I quickly jumped into the drivers seat, interior warm against the winter blast, engine running as my thirteen-year-old sang his part in the front seat. He was oblivious of the prior stress he caused me this evening by not telling me about the concert until he came home from school today. Did he know I hadn't slept in three days because of his sisters illness and this was her first day back? Did he know I really wanted to cuddle up with them on this really chilly night and eat popcorn, have an impromptu Girls Night In since my husband was away on business? Did he even care? He was in his own mental, eighth-grade world, and the only thing that mattered was that I was at his beck-and-call. He had to make it the concert tonight, he was the only boy in the 8th grade concert singers and they needed his voice.
My heart was racing and my breath came in gasps as I willed the van to move faster. Once we arrived at the school and I practically pushed him out, I thought I would have a moment to exhale. My daughter had other things in mind. I parked the car and scurried her out-of-the van and did the "I'm late" run/walk/run/walk to the auditorium. We ended up sitting in the back and had time to take our coats off before the orchestra began their performance.
There are moments I wonder if I asked too much of her to sit still tonight. Her "ants-in-the-pants" performance exhausted every bit of nerve left in me and I was yearning for a latte and a vacation. I finally decided to give myself and my fellow patrons a break and ushered her out once my son sang his last number. We loitered in the hallway until the final choir took their bow and I could honestly say I was there for the entire performance. We did the walk/run/walk/run to the van against the December night.
On the drive home, I praised my son for his performance and congratulated him for making the all suburban 7th/8th grade concert choir. The moment was lost when he started teasing his sister and there was a round of "shut up stupids" and "be quiets" and "MOMs." Inside I kept wishing I had earplugs, a personal masseuse, and enough lattes to fill that giant teacup planter on my refrigerator.
As I turned the corner to my street and descended the hill, I thought about the quality of my life. I had one of those 43-year-old parent moments, a little tired of all the sacrifice, giving, and crying that accompany twenty years of motherhood. Was this what I thought my life would be like at this age? Did I remember what I wanted to be when I grew up? Is this the quality of life people strive for? Does that make me a bad mom for asking?
I sent my son to unlock the door and sat in the van, engulfed in the merciful silence of all bodies out. It was chilly and dark and for a moment, I just listened to the sweet sound of nothing. I came inside and looked at the toys strewn about the family room floor, the load of laundry waiting to be folded on the sofa, the left over juice forming ringlets in the glass, and inhaled the familiar.

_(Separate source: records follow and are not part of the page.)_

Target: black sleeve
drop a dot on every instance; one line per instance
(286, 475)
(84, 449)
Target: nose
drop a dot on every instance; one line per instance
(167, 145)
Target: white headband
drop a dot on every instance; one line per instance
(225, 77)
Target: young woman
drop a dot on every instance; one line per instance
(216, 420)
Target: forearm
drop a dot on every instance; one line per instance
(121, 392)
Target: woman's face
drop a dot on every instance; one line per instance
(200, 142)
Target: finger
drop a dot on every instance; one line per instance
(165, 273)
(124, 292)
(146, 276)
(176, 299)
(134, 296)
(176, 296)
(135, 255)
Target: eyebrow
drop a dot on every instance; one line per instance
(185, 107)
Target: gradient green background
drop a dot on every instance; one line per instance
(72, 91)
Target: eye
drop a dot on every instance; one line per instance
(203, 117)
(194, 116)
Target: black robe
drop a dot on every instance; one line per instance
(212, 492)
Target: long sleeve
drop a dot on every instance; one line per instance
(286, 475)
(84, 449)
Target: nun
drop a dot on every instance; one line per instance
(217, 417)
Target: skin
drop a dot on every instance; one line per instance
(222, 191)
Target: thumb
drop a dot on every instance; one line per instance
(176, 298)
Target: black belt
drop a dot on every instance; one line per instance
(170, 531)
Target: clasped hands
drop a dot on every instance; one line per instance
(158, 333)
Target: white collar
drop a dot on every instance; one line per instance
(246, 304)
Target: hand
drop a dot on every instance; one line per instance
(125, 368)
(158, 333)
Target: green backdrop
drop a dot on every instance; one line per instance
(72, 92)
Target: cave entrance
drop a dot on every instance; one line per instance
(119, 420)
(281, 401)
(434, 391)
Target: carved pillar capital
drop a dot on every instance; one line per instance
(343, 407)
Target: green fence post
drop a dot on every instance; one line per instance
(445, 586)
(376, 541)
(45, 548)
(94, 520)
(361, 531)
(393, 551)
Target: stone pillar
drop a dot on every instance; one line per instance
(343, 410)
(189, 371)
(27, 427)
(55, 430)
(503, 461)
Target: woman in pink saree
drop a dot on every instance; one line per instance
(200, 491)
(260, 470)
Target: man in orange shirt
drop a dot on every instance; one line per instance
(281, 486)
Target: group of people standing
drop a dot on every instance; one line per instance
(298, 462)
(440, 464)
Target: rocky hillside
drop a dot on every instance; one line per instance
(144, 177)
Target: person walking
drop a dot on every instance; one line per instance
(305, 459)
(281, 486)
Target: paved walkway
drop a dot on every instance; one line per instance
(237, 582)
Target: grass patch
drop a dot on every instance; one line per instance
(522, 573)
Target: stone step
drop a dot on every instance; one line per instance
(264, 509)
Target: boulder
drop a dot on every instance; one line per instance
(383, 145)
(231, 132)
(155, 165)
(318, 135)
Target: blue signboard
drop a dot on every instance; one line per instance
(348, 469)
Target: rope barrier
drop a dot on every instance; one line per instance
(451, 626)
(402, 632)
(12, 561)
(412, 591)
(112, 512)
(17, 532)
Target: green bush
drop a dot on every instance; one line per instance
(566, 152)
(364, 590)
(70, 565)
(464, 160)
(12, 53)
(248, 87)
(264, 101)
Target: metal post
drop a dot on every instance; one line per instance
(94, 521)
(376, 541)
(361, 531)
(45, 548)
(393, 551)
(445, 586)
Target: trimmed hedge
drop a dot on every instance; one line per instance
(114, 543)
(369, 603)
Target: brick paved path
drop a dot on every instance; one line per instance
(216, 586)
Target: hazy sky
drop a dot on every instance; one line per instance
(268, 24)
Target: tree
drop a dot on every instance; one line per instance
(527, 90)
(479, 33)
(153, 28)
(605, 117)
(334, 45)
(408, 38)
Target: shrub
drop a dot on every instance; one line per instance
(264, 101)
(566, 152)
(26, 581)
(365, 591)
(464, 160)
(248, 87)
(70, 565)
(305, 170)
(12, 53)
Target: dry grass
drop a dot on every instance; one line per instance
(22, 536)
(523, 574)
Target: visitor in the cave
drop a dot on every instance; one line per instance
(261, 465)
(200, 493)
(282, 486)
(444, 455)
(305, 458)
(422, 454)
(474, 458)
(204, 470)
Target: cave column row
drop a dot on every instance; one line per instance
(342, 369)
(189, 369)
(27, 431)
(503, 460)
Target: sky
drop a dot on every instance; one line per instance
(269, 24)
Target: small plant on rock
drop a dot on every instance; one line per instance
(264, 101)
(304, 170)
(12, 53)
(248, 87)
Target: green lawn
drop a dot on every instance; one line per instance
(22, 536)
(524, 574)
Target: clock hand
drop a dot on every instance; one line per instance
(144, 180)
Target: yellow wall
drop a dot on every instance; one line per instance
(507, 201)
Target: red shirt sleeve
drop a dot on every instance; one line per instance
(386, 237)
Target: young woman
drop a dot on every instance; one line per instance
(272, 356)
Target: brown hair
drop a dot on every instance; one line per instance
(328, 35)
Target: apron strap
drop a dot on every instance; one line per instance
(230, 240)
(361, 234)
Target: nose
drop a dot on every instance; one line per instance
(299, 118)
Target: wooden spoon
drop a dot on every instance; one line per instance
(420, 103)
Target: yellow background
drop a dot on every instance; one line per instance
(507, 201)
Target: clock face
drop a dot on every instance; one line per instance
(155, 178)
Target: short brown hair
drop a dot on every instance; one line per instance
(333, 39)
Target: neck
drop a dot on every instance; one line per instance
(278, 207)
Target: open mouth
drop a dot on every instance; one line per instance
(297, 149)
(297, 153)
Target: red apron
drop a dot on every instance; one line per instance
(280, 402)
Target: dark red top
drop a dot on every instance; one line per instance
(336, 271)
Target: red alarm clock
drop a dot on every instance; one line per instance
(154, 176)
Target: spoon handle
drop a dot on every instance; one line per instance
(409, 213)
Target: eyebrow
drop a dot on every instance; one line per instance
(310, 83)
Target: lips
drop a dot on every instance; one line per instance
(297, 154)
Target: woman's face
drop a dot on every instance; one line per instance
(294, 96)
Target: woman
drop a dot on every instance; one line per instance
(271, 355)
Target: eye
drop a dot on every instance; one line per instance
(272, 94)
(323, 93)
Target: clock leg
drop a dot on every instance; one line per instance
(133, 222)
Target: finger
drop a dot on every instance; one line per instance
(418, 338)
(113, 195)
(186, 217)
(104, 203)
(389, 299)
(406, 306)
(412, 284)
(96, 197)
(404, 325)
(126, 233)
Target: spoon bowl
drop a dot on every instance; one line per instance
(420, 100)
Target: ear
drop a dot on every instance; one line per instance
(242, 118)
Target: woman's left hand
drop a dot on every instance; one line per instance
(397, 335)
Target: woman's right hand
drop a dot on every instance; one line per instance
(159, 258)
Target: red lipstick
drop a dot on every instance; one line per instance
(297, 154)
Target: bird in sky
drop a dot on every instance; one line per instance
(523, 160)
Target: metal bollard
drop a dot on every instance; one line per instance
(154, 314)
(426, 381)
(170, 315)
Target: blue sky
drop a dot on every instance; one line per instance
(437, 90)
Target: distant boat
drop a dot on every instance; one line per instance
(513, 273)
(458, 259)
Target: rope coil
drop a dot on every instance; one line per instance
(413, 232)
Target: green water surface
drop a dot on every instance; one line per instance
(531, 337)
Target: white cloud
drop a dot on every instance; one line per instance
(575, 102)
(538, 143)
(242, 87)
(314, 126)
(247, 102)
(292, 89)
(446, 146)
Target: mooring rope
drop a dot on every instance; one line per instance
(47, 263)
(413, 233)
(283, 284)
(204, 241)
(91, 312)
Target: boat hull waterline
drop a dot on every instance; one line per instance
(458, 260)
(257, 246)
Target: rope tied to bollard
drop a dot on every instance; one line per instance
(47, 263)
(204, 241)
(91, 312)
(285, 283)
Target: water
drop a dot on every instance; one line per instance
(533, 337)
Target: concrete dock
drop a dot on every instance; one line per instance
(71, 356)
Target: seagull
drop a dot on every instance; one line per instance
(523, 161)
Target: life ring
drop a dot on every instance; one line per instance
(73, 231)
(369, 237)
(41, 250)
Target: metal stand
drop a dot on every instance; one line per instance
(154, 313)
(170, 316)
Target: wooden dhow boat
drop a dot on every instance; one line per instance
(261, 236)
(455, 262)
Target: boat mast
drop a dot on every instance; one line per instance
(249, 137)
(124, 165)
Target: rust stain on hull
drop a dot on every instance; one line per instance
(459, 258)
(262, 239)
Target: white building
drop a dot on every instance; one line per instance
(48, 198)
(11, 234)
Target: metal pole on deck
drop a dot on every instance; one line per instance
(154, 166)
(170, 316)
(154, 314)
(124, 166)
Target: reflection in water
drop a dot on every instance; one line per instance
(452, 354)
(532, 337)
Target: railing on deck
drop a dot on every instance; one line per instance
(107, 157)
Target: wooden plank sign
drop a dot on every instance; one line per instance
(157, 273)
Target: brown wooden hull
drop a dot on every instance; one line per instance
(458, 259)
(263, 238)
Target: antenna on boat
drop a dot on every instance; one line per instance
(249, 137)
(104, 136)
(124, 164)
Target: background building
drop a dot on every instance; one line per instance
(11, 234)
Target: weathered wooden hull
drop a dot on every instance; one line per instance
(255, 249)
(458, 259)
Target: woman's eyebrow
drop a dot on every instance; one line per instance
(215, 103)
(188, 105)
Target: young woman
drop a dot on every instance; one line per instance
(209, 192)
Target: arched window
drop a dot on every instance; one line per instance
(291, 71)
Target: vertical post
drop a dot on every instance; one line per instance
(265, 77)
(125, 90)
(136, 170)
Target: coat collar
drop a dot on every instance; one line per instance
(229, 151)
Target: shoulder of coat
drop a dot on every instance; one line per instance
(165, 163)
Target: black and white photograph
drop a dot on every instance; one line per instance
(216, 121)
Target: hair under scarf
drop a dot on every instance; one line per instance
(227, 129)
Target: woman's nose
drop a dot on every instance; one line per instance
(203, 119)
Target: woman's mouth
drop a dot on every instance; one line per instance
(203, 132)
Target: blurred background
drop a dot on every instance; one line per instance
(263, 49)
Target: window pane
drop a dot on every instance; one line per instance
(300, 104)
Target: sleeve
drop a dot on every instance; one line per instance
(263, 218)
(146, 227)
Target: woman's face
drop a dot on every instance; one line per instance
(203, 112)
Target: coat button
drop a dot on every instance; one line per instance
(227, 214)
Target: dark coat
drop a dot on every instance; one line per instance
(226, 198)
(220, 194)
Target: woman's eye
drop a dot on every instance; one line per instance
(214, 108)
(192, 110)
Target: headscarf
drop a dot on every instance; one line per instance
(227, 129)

In all the chaos, the messiness, the never-ending chores, the screams of sister to brother, the deafness of son to mother at chore time, the travels of my husband, the length of my days, I stopped and smiled. I love my life. I couldn't live anyone else's, even if I secretly wish my husband's salary could give me the maid, the cook, the chauffeur, the laundress, and the nanny that I mentally crave on nights like this. I sigh again as I listen to the playful songs of the girls as they shower for the night. They don't know I had a mini-mommy-meltdown on the way home and really just wanted to run to the beach somewhere, anywhere. I will join them upstairs for hugs, kisses, and love.
Tomorrow will be another day, and yes, I do have a good quality of life.